“Running a successful cake department depends on two things: 1) me interacting with employees in the department, and 2) me interacting with the customer,” says Buddy Valastro, owner of Carlo’s Bakery in Hoboken, N.J.

Carlo’s decorating department spends up to four days making gumpaste flowers for the 25 to 40 wedding cakes it makes per week.

Communication is key with eight full-time employees and two to four interns cranking out 25 to 40 wedding and specialty cakes during the bakery’s busy wedding season, which lasts from the beginning of April to the end of November. Wedding cakes make up 30 percent of the full-line bakery’s sales, with birthday cakes accounting for 40 percent (assorted pastries make up the remaining 30 percent). With 70 percent of sales coming from decorated cakes, Valastro has to run a tight ship.
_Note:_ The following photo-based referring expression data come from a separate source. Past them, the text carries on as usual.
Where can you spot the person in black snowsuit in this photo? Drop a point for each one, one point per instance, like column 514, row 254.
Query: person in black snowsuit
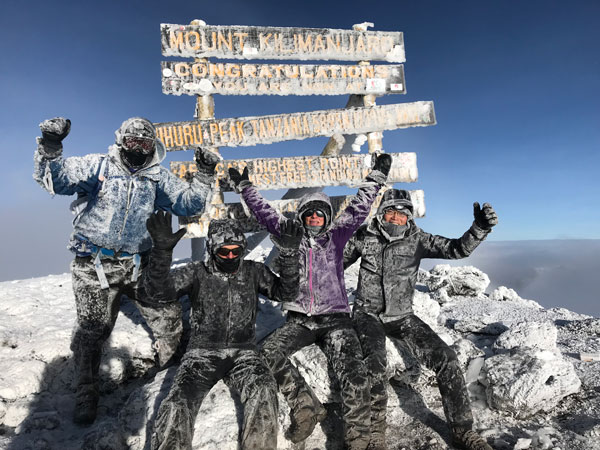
column 391, row 247
column 223, row 292
column 116, row 193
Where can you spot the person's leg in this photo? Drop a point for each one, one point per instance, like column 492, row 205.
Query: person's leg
column 258, row 391
column 372, row 340
column 97, row 310
column 305, row 408
column 343, row 351
column 199, row 371
column 434, row 353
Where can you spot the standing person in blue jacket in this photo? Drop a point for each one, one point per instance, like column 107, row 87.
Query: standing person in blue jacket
column 116, row 193
column 390, row 249
column 320, row 313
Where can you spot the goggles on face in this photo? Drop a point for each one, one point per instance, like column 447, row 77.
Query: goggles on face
column 310, row 212
column 237, row 251
column 144, row 145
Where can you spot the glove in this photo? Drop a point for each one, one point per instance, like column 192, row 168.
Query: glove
column 485, row 217
column 159, row 227
column 290, row 234
column 53, row 132
column 383, row 163
column 240, row 181
column 206, row 161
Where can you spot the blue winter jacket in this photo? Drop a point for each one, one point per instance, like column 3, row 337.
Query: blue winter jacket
column 116, row 217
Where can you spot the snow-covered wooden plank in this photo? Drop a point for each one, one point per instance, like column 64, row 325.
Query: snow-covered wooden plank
column 245, row 42
column 246, row 131
column 308, row 171
column 202, row 78
column 197, row 226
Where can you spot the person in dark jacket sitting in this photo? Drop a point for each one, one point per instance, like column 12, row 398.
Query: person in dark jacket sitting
column 223, row 292
column 391, row 247
column 320, row 312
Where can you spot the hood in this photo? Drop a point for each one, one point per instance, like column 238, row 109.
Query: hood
column 160, row 151
column 318, row 199
column 224, row 232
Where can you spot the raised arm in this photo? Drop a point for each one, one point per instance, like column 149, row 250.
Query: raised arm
column 161, row 284
column 265, row 214
column 445, row 248
column 188, row 197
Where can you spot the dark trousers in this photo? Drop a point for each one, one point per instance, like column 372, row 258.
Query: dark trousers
column 336, row 337
column 97, row 311
column 429, row 350
column 200, row 369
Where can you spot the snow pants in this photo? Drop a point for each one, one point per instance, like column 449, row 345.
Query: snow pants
column 97, row 311
column 334, row 334
column 428, row 348
column 200, row 369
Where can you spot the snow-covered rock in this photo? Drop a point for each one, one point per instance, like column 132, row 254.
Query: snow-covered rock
column 445, row 281
column 536, row 335
column 528, row 381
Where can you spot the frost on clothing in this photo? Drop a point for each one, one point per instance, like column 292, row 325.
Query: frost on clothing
column 322, row 288
column 117, row 217
column 222, row 345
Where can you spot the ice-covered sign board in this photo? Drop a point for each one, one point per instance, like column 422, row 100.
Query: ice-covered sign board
column 202, row 78
column 245, row 131
column 244, row 42
column 197, row 226
column 308, row 171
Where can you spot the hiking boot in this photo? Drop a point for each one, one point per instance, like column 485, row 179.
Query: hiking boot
column 303, row 422
column 86, row 404
column 467, row 439
column 377, row 442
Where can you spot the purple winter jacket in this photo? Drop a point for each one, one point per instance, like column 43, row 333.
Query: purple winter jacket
column 322, row 289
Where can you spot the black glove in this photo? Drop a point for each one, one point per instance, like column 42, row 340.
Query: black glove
column 485, row 217
column 159, row 227
column 206, row 161
column 53, row 132
column 290, row 234
column 239, row 180
column 383, row 163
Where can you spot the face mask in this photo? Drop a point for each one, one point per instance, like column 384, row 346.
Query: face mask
column 227, row 265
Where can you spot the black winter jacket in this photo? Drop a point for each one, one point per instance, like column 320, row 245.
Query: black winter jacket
column 223, row 306
column 388, row 268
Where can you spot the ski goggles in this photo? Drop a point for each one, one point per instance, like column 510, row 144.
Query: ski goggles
column 237, row 251
column 141, row 144
column 310, row 212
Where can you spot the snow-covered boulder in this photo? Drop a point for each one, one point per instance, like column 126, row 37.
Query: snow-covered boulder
column 536, row 335
column 446, row 281
column 528, row 381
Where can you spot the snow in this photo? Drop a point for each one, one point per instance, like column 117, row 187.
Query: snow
column 36, row 391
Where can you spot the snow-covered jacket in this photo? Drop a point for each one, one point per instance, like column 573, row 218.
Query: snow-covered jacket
column 224, row 305
column 116, row 217
column 389, row 266
column 322, row 288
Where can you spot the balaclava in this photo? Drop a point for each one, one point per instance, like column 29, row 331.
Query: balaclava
column 136, row 139
column 225, row 232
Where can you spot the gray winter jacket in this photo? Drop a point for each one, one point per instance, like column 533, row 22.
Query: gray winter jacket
column 223, row 306
column 116, row 218
column 322, row 288
column 389, row 266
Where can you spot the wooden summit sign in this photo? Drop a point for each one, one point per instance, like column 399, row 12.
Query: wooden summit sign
column 244, row 42
column 197, row 226
column 202, row 78
column 308, row 171
column 245, row 131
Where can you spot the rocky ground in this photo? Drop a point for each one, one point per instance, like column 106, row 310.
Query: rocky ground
column 529, row 386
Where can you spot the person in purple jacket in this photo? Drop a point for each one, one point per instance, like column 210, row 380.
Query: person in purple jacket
column 320, row 314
At the beginning of the week, he and two decorators go through the order slips. He reads the information, one employee tracks the cake sizes and fillings for the production staff and the other notes the gumpaste flowers that will be needed.

Most of Monday through Wednesday is devoted to the production of gumpaste flowers. The amount needed for the week’s cakes determines the number of employees assigned to the task. During a slow week, Valastro may still have his staff make extra flowers for the upcoming weeks. In the busy summer season, four employees work for four days on the flowers. “I always have an arsenal of flowers,” Valastro says. “I always make an extra four or five of each flower because something always seems to happen.”
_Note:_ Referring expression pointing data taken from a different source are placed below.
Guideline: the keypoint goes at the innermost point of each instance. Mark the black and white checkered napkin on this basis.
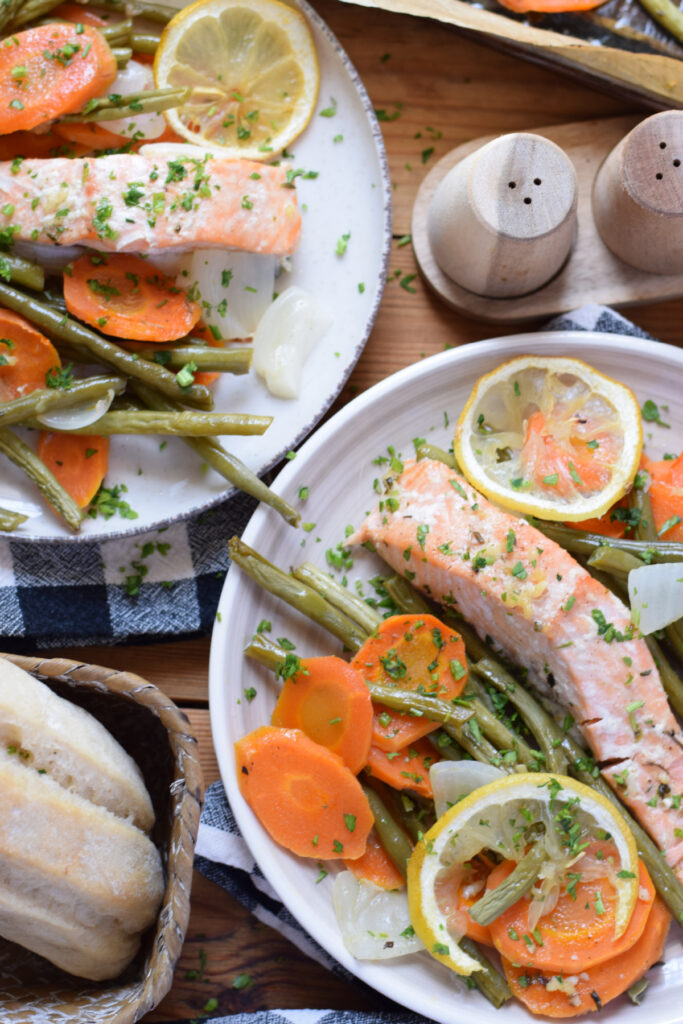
(156, 586)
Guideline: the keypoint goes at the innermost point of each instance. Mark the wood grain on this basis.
(445, 89)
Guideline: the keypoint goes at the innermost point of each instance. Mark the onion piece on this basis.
(286, 336)
(373, 920)
(238, 288)
(655, 593)
(452, 780)
(134, 78)
(78, 416)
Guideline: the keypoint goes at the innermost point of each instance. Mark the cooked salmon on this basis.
(544, 611)
(134, 203)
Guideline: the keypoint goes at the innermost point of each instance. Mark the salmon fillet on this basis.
(134, 203)
(547, 613)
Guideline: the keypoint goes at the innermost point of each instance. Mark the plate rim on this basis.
(387, 237)
(250, 828)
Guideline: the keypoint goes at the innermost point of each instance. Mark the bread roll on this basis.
(79, 883)
(70, 745)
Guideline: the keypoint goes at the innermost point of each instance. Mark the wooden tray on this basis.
(592, 273)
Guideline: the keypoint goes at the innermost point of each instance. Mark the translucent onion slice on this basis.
(372, 920)
(135, 77)
(454, 779)
(238, 288)
(285, 338)
(655, 593)
(79, 416)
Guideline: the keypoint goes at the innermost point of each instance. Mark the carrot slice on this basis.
(49, 71)
(406, 769)
(376, 865)
(328, 700)
(303, 795)
(591, 989)
(456, 891)
(411, 652)
(79, 462)
(26, 356)
(125, 297)
(580, 932)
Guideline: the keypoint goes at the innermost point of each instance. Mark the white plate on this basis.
(337, 464)
(352, 194)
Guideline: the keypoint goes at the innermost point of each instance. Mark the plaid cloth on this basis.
(156, 586)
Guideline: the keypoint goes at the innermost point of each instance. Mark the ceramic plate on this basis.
(337, 465)
(350, 196)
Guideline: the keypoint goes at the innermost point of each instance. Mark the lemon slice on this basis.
(550, 436)
(253, 72)
(499, 816)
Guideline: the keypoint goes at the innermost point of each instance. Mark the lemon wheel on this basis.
(550, 436)
(253, 72)
(564, 815)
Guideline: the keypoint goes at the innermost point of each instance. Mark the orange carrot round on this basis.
(376, 865)
(124, 296)
(328, 700)
(456, 891)
(411, 652)
(26, 356)
(580, 933)
(49, 71)
(303, 795)
(404, 769)
(78, 461)
(591, 989)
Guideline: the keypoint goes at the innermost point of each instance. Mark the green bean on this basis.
(295, 593)
(128, 107)
(581, 543)
(438, 455)
(406, 597)
(9, 521)
(391, 837)
(227, 465)
(46, 399)
(534, 715)
(517, 884)
(23, 271)
(341, 597)
(62, 327)
(671, 680)
(8, 11)
(25, 459)
(488, 979)
(613, 560)
(144, 42)
(236, 359)
(183, 424)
Working as a team, the staff forms an assembly line for the actual decorating process. Three to four people fill the cakes, two more base ice the cakes with buttercream, two others cover the cakes with fondant and stack them, and then Valastro handles most of the finishing.
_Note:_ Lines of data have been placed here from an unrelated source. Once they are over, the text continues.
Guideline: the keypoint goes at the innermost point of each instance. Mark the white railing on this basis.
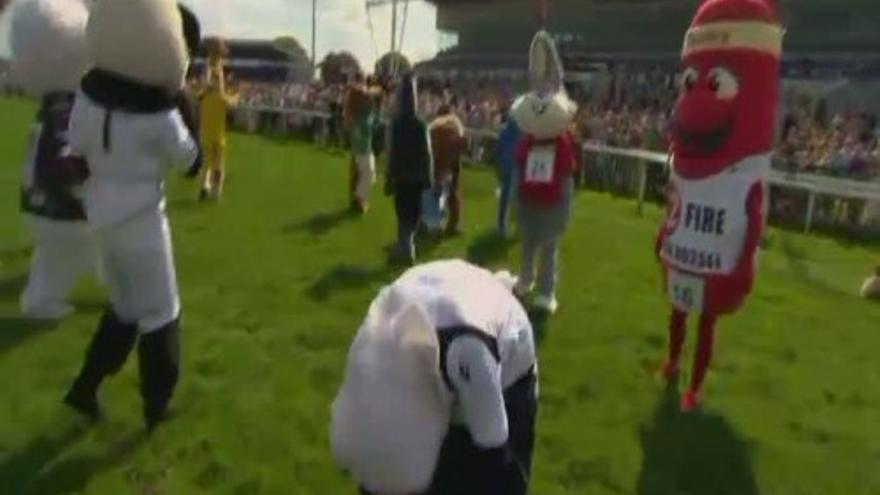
(812, 184)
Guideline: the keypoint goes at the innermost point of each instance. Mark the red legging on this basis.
(705, 344)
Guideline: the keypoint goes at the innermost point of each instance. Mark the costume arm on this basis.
(179, 145)
(755, 213)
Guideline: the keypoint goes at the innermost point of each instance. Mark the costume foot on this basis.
(84, 403)
(49, 313)
(152, 419)
(690, 401)
(670, 371)
(547, 303)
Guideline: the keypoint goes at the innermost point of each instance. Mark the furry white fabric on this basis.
(139, 39)
(547, 111)
(48, 43)
(391, 445)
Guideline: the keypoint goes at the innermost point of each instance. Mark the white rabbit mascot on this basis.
(48, 43)
(546, 160)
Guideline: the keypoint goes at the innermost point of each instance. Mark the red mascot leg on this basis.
(677, 331)
(703, 357)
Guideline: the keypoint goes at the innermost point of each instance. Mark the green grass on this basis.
(275, 280)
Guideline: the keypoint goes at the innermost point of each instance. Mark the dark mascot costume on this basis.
(722, 142)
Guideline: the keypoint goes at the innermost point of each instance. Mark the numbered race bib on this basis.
(686, 291)
(540, 165)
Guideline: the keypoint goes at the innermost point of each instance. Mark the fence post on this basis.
(811, 206)
(643, 185)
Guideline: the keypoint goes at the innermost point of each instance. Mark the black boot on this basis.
(159, 362)
(107, 353)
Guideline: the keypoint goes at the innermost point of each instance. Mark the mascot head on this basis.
(142, 40)
(48, 44)
(730, 86)
(546, 112)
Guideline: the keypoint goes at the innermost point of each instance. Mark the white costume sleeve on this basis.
(475, 375)
(179, 146)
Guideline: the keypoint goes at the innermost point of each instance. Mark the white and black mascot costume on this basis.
(48, 59)
(440, 390)
(129, 123)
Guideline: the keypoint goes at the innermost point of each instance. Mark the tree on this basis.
(338, 67)
(390, 64)
(290, 46)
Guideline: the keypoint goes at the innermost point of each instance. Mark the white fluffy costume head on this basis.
(48, 43)
(141, 40)
(546, 112)
(393, 411)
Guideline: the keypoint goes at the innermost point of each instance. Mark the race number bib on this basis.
(540, 164)
(686, 291)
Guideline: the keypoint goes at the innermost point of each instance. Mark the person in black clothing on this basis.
(410, 167)
(48, 56)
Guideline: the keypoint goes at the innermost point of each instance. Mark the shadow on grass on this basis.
(36, 469)
(11, 287)
(323, 222)
(12, 255)
(489, 247)
(695, 453)
(16, 331)
(343, 277)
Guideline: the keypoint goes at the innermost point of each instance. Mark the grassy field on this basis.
(276, 278)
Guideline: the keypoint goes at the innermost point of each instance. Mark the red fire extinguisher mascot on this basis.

“The main reason why the system works is because I’m here and I’m working,” Valastro says. “They’re feeding me, but I meet with the bride and groom, and I know what the couple is looking for. That’s why it’s important for me to be here.”

Valastro meets with about 25 potential wedding cake customers on Saturdays and Sundays. He currently has a three week waiting period for an appointment.

“I do it personally because I feel like the brides really want to connect with me. When you make a personal link with the brides and you feel them out, it makes life easier. Even if there’s a mistake, it’s easier because they have a personal connection with me.”

When meeting with brides, Valastro first finds out the type of design the bride wants, and then he starts talking about the price. He also isn’t afraid to up the price if he feels the bride may be too much trouble or if the cake she wants is too labor-intensive, especially for busy weekends. “A lot of times you end up selling the same cake because you know that your team can knock it out quickly, and it’s a good cake,” Valastro says. “At the end of the day, I’m here to make money.”